Pernyataan tersebut disampaikan Amithya saat menemui massa
aksi mahasiswa di depan Gedung DPRD Kota Malang pada 15 Juni 2026.
Di hadapan massa aksi, Amithya menyampaikan bahwa dirinya sepakat
dengan desakan mahasiswa untuk menghentikan MBG dan KMP, serta menyatakan akan
mengawal aspirasi tersebut. Pernyataan itu kemudian menjadi sorotan publik
setelah videonya tersebar luas dan diberitakan sejumlah media.
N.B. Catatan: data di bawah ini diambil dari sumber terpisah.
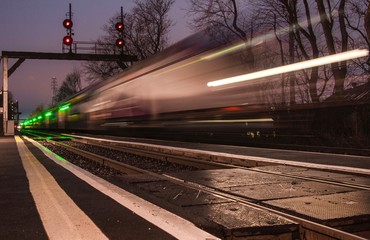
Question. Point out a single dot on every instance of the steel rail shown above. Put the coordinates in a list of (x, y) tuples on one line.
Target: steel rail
[(304, 223)]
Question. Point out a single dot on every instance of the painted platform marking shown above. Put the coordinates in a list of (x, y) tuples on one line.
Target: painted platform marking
[(176, 226), (61, 217)]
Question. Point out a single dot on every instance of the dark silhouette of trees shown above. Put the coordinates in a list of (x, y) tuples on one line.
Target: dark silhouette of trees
[(70, 86), (303, 30), (146, 29)]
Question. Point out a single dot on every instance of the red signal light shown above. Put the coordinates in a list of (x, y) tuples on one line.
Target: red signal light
[(119, 42), (67, 23), (119, 26), (68, 40)]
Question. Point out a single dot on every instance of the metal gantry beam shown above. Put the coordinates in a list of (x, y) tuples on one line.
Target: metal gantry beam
[(8, 128)]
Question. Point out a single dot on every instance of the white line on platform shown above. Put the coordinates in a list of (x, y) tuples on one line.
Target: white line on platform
[(256, 159), (169, 222), (61, 217)]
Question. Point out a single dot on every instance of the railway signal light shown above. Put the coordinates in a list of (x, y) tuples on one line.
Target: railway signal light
[(67, 40), (67, 23), (119, 42), (119, 26)]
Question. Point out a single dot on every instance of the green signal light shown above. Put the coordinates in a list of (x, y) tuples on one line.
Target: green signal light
[(64, 107)]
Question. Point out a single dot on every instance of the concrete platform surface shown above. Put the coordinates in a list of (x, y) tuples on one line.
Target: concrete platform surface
[(43, 197)]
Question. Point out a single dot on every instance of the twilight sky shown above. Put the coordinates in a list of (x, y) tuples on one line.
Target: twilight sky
[(36, 26)]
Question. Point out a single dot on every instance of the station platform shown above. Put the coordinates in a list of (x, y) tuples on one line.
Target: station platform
[(46, 198)]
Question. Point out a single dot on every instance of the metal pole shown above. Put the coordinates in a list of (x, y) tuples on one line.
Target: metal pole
[(70, 31), (5, 95), (122, 30)]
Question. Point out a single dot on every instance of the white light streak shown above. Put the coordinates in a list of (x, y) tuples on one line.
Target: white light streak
[(292, 67), (234, 120)]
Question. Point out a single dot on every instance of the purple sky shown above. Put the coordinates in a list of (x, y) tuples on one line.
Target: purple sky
[(36, 26)]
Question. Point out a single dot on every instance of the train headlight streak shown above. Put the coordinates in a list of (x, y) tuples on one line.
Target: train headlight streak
[(292, 67)]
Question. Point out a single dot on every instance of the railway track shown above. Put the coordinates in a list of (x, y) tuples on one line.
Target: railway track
[(187, 162)]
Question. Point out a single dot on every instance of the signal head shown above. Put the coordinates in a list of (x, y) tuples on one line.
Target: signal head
[(67, 23), (119, 27), (67, 40)]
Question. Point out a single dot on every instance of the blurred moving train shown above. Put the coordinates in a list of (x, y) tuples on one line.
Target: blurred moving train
[(197, 89)]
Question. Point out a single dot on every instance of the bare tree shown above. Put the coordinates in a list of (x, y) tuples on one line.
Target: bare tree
[(146, 29), (70, 86), (225, 20)]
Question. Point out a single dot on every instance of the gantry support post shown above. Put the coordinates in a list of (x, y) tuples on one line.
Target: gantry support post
[(5, 95)]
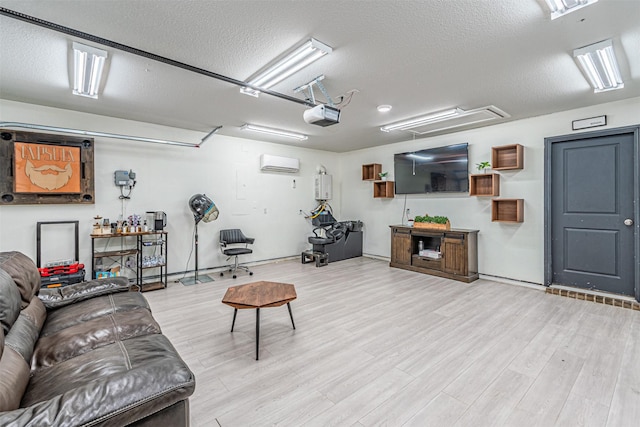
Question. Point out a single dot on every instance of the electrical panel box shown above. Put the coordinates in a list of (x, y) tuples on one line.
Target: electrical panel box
[(121, 178), (323, 187), (124, 178)]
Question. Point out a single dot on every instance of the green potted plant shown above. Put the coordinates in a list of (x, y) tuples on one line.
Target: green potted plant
[(432, 222), (483, 166)]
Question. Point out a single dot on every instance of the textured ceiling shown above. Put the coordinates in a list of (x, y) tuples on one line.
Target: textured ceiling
[(418, 56)]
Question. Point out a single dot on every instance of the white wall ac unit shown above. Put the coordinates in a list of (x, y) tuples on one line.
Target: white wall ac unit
[(271, 163)]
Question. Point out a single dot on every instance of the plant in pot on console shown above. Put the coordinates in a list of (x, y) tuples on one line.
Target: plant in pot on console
[(432, 222), (483, 166)]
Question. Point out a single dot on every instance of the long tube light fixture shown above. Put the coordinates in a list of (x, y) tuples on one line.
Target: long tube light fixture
[(310, 51), (598, 63), (88, 65), (424, 119), (107, 134), (562, 7), (274, 132)]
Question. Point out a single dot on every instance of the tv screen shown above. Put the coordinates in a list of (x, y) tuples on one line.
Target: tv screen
[(434, 170)]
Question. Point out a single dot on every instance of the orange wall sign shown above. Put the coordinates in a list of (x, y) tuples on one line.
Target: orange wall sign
[(41, 168)]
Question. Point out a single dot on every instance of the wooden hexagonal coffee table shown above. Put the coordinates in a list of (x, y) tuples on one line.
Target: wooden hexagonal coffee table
[(259, 295)]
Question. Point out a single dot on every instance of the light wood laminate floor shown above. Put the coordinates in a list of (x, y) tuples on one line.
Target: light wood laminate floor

"Kami bersepakat untuk memberhentikan MBG dan juga
koperasi merah putih yang tidak bisa memfasilitasi masyarakat kota
Malang," tegas Amithya di depan mahasiswa.
Namun, realitas di lapangan menunjukkan kondisi yang
berbeda. Hingga akhir Juli 2026, Program Makan Bergizi Gratis masih tetap
berjalan di berbagai sekolah di Kota Malang sebagai bagian dari program
prioritas nasional yang dilaksanakan Badan Gizi Nasional (BGN). Belum ada
kebijakan maupun keputusan resmi yang menghentikan pelaksanaan program
tersebut.
Situasi ini memunculkan pertanyaan mengenai konsistensi sikap politik DPRD Kota Malang. Pernyataan yang disampaikan secara terbuka di hadapan mahasiswa hingga kini belum diikuti dengan hasil nyata ataupun penjelasan resmi mengenai langkah yang telah ditempuh untuk menindaklanjuti komitmen tersebut.